Personal information
- Full name: Guntur Bin Djafril
- Date of birth: 3 April 1985 (age 40)
- Place of birth: Singapore
- Height: 1.73 m (5 ft 8 in)
- Position(s): Striker

Team information
- Current team: Admiralty FC
- Number: 4

Youth career
- 2005: Paya Lebar Punggol FC
- 2006–2008: Geylang United

Senior career*
- Years: Team / Apps / (Gls)
- 2009: Singapore Armed Forces FC / 11 / (0)
- 2010–2012: Woodlands Wellington FC / 54 / (2)
- 2013: Admiralty FC / 1 / (1)
- 2018 -: Siglap FC

= Guntur Djafril =

Singaporean footballer

Guntur Djafril is a Singaporean professional soccer player who plays for Admiralty FC in the NFL Division 1, the second tier of football in Singapore. Before that he played for Woodlands Wellington FC in the S.League.

He played as a striker during his Prime League days but was deployed as a winger while playing for Woodlands Wellington FC.

==Club career==
Djafril has previously played for S.League clubs Geylang United, Paya Lebar Punggol FC (now known as Hougang United and SAFFC) before joining Woodlands Wellington in the 2010 S.League season.
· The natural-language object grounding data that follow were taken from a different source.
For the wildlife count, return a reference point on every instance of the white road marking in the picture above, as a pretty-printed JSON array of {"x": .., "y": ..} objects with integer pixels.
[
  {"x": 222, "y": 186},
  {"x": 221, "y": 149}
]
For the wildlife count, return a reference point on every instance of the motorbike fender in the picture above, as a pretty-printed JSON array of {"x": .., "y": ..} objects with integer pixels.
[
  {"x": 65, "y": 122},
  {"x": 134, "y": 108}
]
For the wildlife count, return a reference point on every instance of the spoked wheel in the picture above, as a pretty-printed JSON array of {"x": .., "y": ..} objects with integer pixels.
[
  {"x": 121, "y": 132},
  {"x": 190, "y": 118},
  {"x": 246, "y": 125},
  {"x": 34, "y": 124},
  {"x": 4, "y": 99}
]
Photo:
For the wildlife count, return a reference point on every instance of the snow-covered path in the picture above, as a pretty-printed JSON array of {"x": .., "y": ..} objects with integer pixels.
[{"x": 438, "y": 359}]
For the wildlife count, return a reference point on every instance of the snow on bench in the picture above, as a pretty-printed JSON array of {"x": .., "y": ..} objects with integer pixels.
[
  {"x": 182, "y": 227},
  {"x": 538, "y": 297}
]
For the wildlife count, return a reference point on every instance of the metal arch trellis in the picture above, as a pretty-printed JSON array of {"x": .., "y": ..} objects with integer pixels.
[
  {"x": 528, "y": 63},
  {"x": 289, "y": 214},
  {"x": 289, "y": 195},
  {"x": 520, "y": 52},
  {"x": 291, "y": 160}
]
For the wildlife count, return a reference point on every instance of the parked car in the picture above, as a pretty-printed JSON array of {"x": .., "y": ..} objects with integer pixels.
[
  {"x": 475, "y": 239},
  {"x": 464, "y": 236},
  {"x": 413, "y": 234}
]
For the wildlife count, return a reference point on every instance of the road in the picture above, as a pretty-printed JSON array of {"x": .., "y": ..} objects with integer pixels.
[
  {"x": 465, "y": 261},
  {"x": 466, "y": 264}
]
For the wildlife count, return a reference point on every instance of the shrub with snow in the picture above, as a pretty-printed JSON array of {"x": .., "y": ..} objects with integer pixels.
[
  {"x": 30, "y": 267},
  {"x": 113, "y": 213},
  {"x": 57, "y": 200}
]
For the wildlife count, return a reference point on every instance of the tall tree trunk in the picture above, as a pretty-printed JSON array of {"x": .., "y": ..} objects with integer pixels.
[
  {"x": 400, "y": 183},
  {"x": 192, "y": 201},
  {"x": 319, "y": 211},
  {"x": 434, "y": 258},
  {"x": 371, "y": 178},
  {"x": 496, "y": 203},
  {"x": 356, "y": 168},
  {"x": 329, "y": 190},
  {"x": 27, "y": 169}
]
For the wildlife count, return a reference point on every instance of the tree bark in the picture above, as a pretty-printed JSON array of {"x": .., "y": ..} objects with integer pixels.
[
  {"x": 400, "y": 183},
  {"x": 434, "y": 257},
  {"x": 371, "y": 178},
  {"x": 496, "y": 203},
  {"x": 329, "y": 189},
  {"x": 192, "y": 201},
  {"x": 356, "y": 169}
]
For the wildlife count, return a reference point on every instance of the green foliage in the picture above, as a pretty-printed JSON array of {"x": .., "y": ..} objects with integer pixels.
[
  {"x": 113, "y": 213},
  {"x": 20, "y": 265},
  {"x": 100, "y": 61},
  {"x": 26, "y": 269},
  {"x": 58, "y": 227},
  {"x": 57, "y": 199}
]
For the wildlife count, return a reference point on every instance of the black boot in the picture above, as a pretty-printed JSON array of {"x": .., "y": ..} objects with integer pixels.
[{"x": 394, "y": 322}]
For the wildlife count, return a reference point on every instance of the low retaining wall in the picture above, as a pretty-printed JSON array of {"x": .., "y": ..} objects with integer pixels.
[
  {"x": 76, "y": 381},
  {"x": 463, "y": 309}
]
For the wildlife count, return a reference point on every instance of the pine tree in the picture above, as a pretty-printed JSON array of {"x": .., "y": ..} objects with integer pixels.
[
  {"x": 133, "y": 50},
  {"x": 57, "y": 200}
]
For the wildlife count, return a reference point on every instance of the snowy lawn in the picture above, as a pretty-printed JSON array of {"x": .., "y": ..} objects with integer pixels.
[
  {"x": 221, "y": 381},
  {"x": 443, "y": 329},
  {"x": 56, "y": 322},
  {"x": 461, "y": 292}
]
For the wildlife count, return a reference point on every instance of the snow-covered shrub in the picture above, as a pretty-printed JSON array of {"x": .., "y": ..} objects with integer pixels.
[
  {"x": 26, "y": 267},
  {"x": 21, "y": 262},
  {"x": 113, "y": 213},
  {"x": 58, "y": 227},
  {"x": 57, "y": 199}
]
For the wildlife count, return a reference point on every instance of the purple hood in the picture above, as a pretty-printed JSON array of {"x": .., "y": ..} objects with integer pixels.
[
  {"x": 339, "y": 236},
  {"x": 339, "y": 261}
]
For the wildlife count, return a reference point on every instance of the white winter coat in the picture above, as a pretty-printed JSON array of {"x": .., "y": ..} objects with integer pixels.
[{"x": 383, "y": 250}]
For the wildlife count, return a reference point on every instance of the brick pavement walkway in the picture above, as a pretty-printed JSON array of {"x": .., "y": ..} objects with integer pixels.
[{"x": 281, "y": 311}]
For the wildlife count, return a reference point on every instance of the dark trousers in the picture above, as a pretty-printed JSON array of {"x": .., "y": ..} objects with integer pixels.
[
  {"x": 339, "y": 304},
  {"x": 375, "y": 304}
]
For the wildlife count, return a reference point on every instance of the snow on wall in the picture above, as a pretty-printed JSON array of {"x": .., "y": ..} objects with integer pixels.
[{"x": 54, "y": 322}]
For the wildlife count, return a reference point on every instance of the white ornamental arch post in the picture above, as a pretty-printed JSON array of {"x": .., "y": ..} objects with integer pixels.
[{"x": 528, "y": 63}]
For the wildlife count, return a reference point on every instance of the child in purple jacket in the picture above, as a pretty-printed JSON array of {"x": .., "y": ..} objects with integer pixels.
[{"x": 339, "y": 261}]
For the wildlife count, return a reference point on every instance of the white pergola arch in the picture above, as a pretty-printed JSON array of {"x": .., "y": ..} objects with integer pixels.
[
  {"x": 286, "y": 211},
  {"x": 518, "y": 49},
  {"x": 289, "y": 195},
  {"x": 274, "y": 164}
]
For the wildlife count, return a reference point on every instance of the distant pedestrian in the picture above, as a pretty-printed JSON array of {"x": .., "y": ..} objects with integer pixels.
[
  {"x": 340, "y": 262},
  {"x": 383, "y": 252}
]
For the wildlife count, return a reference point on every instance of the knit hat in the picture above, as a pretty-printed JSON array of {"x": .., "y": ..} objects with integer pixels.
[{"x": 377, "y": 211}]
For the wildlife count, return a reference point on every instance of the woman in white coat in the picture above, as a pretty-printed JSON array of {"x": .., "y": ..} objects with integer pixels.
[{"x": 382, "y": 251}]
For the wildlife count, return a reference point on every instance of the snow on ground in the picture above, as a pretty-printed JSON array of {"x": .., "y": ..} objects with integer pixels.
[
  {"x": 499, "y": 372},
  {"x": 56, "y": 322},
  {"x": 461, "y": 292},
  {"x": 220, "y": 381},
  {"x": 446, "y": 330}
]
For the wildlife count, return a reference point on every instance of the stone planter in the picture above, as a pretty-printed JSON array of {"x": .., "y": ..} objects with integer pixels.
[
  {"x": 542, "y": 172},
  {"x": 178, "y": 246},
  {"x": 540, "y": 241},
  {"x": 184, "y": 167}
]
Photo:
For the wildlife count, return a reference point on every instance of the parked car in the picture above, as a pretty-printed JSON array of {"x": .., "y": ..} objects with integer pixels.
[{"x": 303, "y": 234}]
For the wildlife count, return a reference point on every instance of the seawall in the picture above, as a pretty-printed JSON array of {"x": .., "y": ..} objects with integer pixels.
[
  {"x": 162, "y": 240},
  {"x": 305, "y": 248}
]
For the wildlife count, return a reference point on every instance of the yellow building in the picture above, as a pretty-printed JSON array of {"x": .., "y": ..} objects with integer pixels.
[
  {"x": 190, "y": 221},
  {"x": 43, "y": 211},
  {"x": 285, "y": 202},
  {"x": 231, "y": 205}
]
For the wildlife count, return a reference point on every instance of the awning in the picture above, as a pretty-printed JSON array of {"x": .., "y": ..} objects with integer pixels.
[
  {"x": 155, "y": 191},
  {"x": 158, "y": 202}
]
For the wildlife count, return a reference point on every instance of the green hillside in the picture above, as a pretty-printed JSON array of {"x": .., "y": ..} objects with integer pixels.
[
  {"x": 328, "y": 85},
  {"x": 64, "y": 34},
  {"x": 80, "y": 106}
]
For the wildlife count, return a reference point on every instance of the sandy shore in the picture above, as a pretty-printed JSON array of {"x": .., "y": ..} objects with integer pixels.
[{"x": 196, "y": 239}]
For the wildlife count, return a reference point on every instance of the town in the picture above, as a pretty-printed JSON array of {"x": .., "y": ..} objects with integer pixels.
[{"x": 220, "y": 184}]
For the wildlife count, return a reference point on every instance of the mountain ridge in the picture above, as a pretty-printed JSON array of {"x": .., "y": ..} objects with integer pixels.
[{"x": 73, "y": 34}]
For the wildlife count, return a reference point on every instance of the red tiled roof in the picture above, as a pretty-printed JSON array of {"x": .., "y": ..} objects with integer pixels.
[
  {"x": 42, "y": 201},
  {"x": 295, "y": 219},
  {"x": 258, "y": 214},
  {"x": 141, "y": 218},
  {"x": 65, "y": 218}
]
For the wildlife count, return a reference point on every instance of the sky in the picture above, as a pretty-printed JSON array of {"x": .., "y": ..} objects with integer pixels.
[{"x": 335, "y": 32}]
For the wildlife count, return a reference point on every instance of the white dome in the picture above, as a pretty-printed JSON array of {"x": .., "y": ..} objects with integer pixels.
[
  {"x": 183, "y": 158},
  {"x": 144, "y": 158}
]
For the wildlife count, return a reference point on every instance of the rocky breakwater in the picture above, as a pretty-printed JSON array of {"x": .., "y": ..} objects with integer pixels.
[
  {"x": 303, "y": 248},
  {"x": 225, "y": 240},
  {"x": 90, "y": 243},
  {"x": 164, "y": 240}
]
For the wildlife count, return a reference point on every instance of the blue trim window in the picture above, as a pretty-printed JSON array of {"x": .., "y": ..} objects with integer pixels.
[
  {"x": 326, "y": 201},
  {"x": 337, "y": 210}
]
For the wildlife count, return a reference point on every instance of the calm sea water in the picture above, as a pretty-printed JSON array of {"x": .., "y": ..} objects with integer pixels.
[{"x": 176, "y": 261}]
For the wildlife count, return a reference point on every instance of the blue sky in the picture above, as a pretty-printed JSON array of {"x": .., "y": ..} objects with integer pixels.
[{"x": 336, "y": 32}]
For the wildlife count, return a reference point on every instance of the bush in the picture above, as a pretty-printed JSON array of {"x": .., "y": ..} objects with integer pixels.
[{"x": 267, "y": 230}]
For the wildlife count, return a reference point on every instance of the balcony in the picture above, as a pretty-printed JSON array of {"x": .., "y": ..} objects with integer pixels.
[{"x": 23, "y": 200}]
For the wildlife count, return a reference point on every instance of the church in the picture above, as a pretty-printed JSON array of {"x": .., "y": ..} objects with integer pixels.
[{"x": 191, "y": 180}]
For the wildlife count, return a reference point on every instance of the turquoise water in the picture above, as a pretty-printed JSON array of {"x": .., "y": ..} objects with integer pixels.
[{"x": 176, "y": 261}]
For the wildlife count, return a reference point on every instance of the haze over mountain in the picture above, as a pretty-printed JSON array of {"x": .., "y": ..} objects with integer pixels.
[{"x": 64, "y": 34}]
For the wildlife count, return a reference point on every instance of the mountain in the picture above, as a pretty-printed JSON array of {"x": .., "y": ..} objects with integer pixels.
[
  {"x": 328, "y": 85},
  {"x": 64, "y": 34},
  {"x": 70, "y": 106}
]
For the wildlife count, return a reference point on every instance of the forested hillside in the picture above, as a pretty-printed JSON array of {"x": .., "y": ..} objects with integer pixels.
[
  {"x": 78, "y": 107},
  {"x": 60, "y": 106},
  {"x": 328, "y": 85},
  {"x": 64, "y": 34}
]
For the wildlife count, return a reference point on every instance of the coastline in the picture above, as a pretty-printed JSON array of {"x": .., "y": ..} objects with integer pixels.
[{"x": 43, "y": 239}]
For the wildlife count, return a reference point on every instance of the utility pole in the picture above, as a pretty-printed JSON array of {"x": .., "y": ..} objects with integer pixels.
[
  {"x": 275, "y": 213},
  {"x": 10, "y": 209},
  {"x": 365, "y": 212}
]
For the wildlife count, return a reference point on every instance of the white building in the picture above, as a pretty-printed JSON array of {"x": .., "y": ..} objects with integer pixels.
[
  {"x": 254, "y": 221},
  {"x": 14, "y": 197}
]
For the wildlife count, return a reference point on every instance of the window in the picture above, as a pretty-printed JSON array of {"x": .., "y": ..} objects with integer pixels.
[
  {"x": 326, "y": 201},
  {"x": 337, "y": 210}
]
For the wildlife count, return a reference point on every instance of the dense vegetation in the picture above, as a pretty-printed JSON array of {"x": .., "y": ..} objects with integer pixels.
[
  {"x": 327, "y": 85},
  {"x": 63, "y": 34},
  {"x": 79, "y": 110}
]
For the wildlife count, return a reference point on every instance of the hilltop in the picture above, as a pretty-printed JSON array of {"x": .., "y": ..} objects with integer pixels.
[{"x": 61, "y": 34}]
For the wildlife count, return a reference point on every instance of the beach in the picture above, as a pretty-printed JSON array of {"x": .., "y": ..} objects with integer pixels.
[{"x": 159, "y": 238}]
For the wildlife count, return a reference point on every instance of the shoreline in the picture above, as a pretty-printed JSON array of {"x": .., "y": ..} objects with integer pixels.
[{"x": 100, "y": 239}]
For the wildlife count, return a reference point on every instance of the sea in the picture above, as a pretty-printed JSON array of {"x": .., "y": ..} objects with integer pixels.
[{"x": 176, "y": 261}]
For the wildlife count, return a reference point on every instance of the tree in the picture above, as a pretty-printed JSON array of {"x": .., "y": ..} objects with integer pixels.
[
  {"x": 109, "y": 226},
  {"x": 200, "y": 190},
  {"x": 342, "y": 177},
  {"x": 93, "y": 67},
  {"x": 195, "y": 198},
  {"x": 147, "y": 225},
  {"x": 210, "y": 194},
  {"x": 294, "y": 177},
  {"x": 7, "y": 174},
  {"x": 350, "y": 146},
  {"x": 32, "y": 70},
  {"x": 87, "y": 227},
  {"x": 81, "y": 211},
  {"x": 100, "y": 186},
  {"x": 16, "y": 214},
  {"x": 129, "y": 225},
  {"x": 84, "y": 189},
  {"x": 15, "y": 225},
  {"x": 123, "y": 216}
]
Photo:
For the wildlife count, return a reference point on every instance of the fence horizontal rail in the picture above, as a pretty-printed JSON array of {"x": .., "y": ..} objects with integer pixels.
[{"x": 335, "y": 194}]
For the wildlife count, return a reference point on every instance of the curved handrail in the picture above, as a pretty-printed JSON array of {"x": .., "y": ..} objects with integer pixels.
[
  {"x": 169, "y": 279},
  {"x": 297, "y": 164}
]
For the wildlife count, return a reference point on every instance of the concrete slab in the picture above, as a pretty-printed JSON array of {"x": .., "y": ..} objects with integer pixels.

He was the Captain cum top scorer when the Geylang Utd Prime League team lifted the Prime League Trophy in 2006.

He made his debut in Asia's premier club competition, the AFC Champions League, as a second-half substitute in a group stage match against Kashima Antlers on 7 April 2009 while playing for SAFFC.

On 23 November 2012, it was announced by Woodlands Wellington that he would not be retained for the 2013 season.

===Club career statistics===

| Club Performance |  | League |  | Cup |  | League Cup |  | AFC Champions League |  | Total |  |  |  |  |
| Singapore |  | S.League |  | Singapore Cup |  | League Cup |  | AFC Champions League |  |
| Club | Season | Apps | Goals | Apps | Goals | Apps | Goals | Apps | Goals | Yellow card | Yellow card Yellow-red card | Red card | Apps | Goals |
| SAFFC | 2009 | 1 (10) | 0 | 0 | 0 | 0 | 0 | 0 (1) | 0 | 0 | 0 | 0 | 1 (11) | 0 |
| Woodlands Wellington | 2010 | 10 (14) | 0 | 1 | 0 | 0 (2) | 0 | - | - | 1 | 0 | 0 | 11 (16) | 0 |
| 2011 | 10 (1) | 1 | 0 | 0 | 1 | 0 | - | - | 3 | 0 | 0 | 11 (1) | 1 |
| 2012 | 17 (2) | 1 | 0 | 0 | 1 (1) | 0 | - | - | 1 | 0 | 0 | 18 (3) | 1 |

All numbers encased in brackets signify substitute appearances.